Truth, you said a real mouthful,but what do you mean???

To Shuuurrre

If this was an issue of conversion rates then why is this happening now? The number of baptisms is drastically going up, at least in the Samara Mission I know it is. You are correct that Russia in general has a pretty low rate, but that is no reason to stop sending missionaries from North America (which make up 80% or more of the missionaries in some Russian missions) when there is still so much potential in the country. The reason is the expense.

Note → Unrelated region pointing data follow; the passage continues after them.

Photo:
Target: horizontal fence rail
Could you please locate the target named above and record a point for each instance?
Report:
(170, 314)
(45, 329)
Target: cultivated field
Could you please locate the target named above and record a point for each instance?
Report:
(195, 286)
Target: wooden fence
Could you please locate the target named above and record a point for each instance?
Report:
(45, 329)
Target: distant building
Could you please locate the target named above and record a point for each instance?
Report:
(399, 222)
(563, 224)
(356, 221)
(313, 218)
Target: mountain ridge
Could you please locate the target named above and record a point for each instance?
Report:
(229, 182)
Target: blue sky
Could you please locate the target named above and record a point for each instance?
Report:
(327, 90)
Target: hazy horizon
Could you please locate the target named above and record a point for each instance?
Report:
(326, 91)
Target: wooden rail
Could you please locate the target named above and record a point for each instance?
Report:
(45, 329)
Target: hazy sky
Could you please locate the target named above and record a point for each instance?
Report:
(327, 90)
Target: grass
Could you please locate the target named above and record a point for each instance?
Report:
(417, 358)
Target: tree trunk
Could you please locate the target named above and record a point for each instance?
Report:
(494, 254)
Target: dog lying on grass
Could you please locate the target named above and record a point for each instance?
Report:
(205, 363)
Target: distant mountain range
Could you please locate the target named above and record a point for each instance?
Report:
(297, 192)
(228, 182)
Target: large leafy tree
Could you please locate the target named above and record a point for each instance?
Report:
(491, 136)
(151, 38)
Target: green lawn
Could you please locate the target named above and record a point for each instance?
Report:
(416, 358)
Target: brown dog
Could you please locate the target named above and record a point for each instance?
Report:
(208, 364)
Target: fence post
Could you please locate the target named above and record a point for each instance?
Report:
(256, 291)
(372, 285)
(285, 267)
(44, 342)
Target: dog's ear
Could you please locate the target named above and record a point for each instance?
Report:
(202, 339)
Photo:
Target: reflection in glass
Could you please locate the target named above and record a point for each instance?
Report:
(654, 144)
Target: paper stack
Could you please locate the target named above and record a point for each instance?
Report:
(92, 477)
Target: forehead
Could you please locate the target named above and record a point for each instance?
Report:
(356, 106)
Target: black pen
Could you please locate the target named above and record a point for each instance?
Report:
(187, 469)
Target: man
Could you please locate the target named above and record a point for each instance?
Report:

It was very expensive and time consuming to send missionaries out of the country every six months to the Baltic Countries like was done in the past, I can't even imagine the expense to send them every three months to places like Prague. Talk to those who have been doing it the last few months and they will tell you it isn't cheap and it disrupts the missions. It's too bad that this is happening and that the Russian government is making it harder and harder. Hopefully the number of missionaries in Russia won't decline too much and those from European countries can fill in.

Served in there 14 years ago...

I served in Moscow from '93-94 (sister) and I remember when Elder Wirthin came and told us that we needed to find strong members that could carry on the the church in Russia w/out us in case the missionaries ever had to leave. Hmmmm....I'm not suprised by this at all. Also, I have a friend (from my mission) who works for the church in Moscow and she has told me that this would happen. Remember Putin and now Medvedev are both hard-liners. My friend told me that they have fewer freedoms now than when I was there. The members are great in Russia are AMAZING and they will do just fine! I have complete faith in them!


You know, I was initially a little saddened after reading the article, but after the comments from the returned missionaries who served in the area, I'm beginning to see what a truly inspiring set of circumstances this could be. I appreciate those posters that helped show the other side of this, thank you.